O primeiro episódio é Lynch no estado puro. Elementos de regresso ao espectro
visionário das duas primeiras edições combinam-se com novos enigmas, anunciando
neste primeiro episódio que Lynch vai manter-se fiel ao seu mundo, com aquele
tempo lento que nos arrebata numa televisão que estamos habituados a associar a
um tempo frenético.
O diálogo inicial entre o Gigante e o agente Cooper de fato preto é todo
ele um enigma, com uma grafonola antiga produzindo um som para mim indecifrável.
O diálogo inicial parece um tributo ao universo onírico das primeiras edições.
Aparentemente teremos um agente Cooper duplicado, em que a réplica estará
provavelmente possuída pelo espírito do mal Bob que teria estado na origem do
assassinato de Laura Palmer pelo seu irmão. Mas não é seguro que assim seja.
O enigma do aparecimento de Nova Iorque é fascinante. Antecedida por uma imagem
noturna esplendorosa da cidade, a cena é intrigante. Uma torre não identificada
de tijolo acolhe, com a presença de um guarda, o que aparenta ser uma experiência.
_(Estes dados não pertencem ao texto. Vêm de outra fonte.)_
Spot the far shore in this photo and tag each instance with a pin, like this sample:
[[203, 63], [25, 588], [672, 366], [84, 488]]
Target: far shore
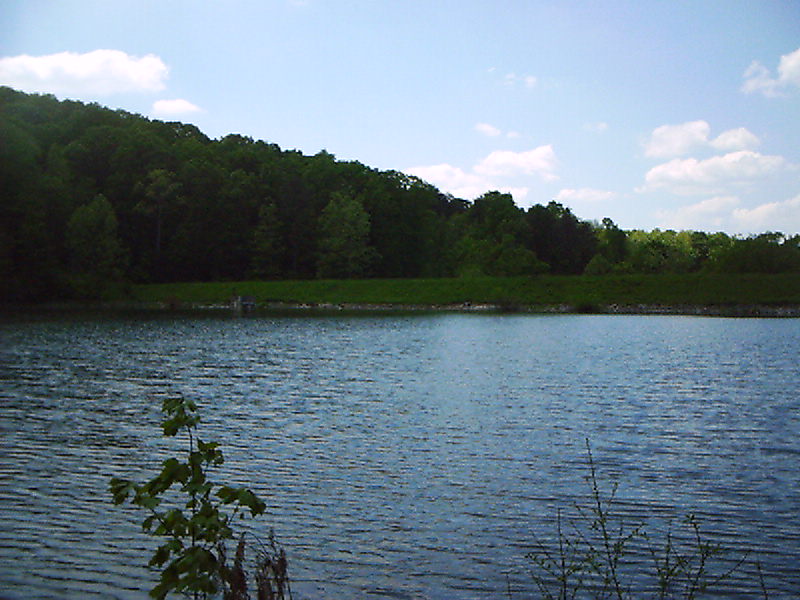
[[298, 308]]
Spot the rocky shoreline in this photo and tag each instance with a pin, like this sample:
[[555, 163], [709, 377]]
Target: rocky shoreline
[[722, 310]]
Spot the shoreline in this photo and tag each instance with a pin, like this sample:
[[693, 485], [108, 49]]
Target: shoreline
[[709, 310]]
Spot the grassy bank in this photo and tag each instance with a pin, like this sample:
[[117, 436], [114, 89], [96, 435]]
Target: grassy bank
[[576, 291]]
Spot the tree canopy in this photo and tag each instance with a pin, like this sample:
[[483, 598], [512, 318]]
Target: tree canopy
[[170, 204]]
Uma caixa de vidro vazia domina a cena e um estudante contratado olha sistematicamente
a caixa vazia. De quando vez uma câmara potente capta uma imagem da caixa de
vidro e o estudante armazena essa imagem num reservatório digital qualquer. Aparentemente
nada se passa no interior da caixa, mas intui-se que a dúvida, aparecerá ou não
alguma coisa, dominará a cabeça do disciplinado estudante contratado. O contexto
é alterado duas vezes: na primeira, o estudante Sam é avisado de que tem a
visita de uma jovem Tracy que traz café e mostra intenções de penetrar na divisão
em que se processa a experiência, que a presença do guarda e a relutância de Sam
inviabilizam; na segunda tentativa, estranhamente o guarda está ausente e a
jovem consegue demover Sam conseguindo partilhar com ele o espaço vedado,
sentando-se ambos com o copo do café latte em frente à caixa de vidro vazia. Tracy
desnuda-se e o par inicia uma aproximação de profundo e tenso conteúdo erótico,
mas a curiosidade pelo que pode passar-se no interior da caixa de vidro mistura-se
com a tensão erótica dos dois corpos, aliás numa cena belíssima. Dentro da
caixa emerge uma figura indecifrável mas demoníaca (um humanoide?) que se intui
destruir a caixa de vidro atacando e assassinando o jovem casal através dos
salpicos violentos de sangue que se abatem sobre os rostos de Sam e Tracy e do
som aterrador que marca a cena. Do melhor Lynch que já vi, numa cena que me tem
martelado a cabeça estes dias da semana.
Num ambiente que me fez lembrar aquelas atmosferas indizíveis de Fargo dos
irmãos Coen, a pequena cidade de Buckhorn no South Dakota acolhe o mistério de
um novo crime, o assassínio de uma mulher, a bibliotecária Ruth Davenport em
circunstâncias tremendamente enigmáticas que nos irão levar seguramente a uma
espiral de mistério. Será Ruth Davenport a Laura Palmer nº 2? O ambiente de Twin
Peaks regressa pleno e desafiador como sempre.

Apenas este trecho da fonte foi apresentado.